A kiss would make my day, but anal would make my hole weak.
A police man came up to me with a sniffer dog and said, "This dog tells me you're on drugs."
I said "I'm on drugs? You're the one talking to dogs."
My friends told me a joke so funny that it stopped water from flowing. It was damn funny.
I can't afford to pay for electricity anymore... these are some dark times.
What do you get when you try to crossbreed a human and a moose? Arrested, apparently.
I like my coffee like I like the Kardashians. I don't.
My dog ate a whole bag of Scrabble tiles. I took him to the vet. No word yet.
I told a joke about miscarriage to a group of women, but none of them laughed. I guess it was a bad delivery.
Is my wife dissatisfied with my body? A small part of me says yes...
One day, 0 and 8 meet. 0 says to 8: Wow, you got a belt!
What do you call Six without the S? Nine.
Solar energy is the future, but it won't happen overnight.
My friend, Jim, drowned last week. We placed a life jacket on his coffin... It's what he would have wanted.
How do you deal with a fear of speed bumps?

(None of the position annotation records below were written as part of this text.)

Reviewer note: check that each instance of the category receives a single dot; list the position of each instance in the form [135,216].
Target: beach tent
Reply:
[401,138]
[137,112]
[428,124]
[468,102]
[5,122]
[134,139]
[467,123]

You slowly get over it.
How many people with ADHD does it take to change a lightbulb?
You wanna ride bikes?
He thinks I'm crazy for him, but I was crazy before him.
I don't have a girlfriend, I just know a girl who would get really mad if she heard me say that.
There are 2 types of people in the world: those who can extrapolate from incomplete data.
I've spent the past four years looking for my ex-girlfriend's killer, but no one will do it.
Who is this Rorschach guy and why does he keep drawing pictures of my parents fighting?
I haven't slept for ten days, because that would be too long.
I recently decided to sell my vacuum cleaner, all it was doing was gathering dust.
The first time I got a universal remote control, I thought to myself: "This changes everything".
I wonder what "don't touch" is in Braille.
Childhood is like being drunk, everyone remembers what you did, except you.